Hohenkammer_Schriftzug

Als dann nach und nach auch alle anderen eingetroffen waren, gab‘s erst einmal lecker Mittagessen. Danach startete die eigentliche Veranstaltung. Zum Auftakt durften wir uns in der Runde mit dem neuen #meinbuntesleben–Portal auseinandersetzen und Accu-Chek Feedback dazu mit auf den Weg geben, was wir uns als Besucher wünschen würden.

Danach gab es das erste Highlight: einen Videoworkshop mit Jens Burde. In diesem Workshop wurden uns die Basics vom Filmemachen erklärt. Ich fand das Ganze sehr interessant und vielleicht werde ich in Zukunft auch mal das eine oder andere Video machen. Zum Abschluss des Tages hatten wir dann eine Stunde Zeit, um ein eigenes kleines Video zu drehen.

Damit war der erste Tag schon um und es ging zum Abendessen. Dort folgte noch eine Überraschung: vor dem Essen durften wir noch mit Sphero und einer anderen Drohne ein paar Runden drehen. Und zum Abschluss gab’s noch einen kleinen Contest. Durch irgendeine Schwankung im Zeit-Raum-Universum bin ich dort als Sieger rausgekommen o.O

Nach dem Abendessen, ging‘s noch an die Open-Bar. Eine tolle Gelegenheit, um mit den anderen den Tag Revue passieren zu lassen und sich über die geschlossenen Lieferdienste in der Umgebung zu unterhalten.

Hohenkammer_Schloss

Nächsten Morgen ging es dann zu ziemlich früh (9:00) mit dem zweiten Knaller weiter: dem implantierbaren CGM-Sensor von Senseonics.

Long Story Short:

Senseonics_ImplantierungEine Sensor-Kapsel wird unter die Haut implantiert. Auf die Haut kommt dann ein Transmitter, der a) die Sensor- Kapsel via Induktion mit Strom versorgt und b) die Daten der Sensor-Kapsel ausmisst und per Bluetooth an ein Handy weitersendet. Diese Daten werden im Transmitter auch für eine bestimmte Zeit zwischen gespeichert, falls das Handy mal nicht da oder aus ist. Eine Sensor-Kapsel hält bis zu 180 Tagen. Danach muss sie chirurgisch wieder entfernt werden.

In der aktuellen Fassung ist der Transmitter noch ca. 4cm x 4 cm x 2cm groß und damit ziemlich klobig. Zudem ist er nicht wasserdicht, man muss ihn also vor dem Duschen abmachen und die Daten werden für diese Zeit nicht erhoben.

Der Transmitter selbst wird per Pflaster über die implantierte Sensor-Kapsel „geklebt“. Dieses Pflaster kann / muss man dann jeden Tag wechseln. Alternativ kann man auch ein Fitnessarmband benutzen, welches ohne Aufkleben auskommt.

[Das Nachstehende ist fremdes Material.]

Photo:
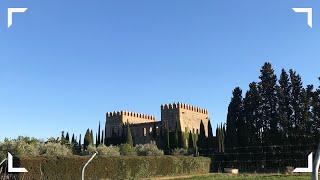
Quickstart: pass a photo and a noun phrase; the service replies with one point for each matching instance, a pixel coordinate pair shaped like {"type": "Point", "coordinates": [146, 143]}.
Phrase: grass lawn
{"type": "Point", "coordinates": [250, 177]}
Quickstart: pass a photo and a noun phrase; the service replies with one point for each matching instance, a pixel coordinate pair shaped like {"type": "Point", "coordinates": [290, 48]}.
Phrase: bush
{"type": "Point", "coordinates": [55, 149]}
{"type": "Point", "coordinates": [122, 167]}
{"type": "Point", "coordinates": [90, 150]}
{"type": "Point", "coordinates": [19, 148]}
{"type": "Point", "coordinates": [148, 150]}
{"type": "Point", "coordinates": [108, 150]}
{"type": "Point", "coordinates": [127, 150]}
{"type": "Point", "coordinates": [180, 152]}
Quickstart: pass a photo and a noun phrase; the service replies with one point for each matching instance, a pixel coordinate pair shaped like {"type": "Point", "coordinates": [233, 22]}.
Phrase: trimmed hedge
{"type": "Point", "coordinates": [123, 167]}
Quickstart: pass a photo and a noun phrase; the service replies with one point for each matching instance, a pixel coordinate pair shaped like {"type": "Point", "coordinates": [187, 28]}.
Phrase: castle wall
{"type": "Point", "coordinates": [115, 121]}
{"type": "Point", "coordinates": [142, 132]}
{"type": "Point", "coordinates": [188, 115]}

Hier nochmal das Beispiel der aktuellen iPod App:

Senseonics_App

Nach diesem Highlight gab’s noch mal ein leckeres Mittagessen mit allen. Dann war leider auch schon wieder Zeit, Abschied zu nehmen und es ging wieder nach Hause…

UeberDenWolken2

Danke an Accu-Chek für das tolle Wochenende – es hat super Spaß gemacht, vor allem der Video-Workshop. War echt schön, die anderen Blogger mal wieder zu treffen. Hoffe wir sehen uns bald wieder.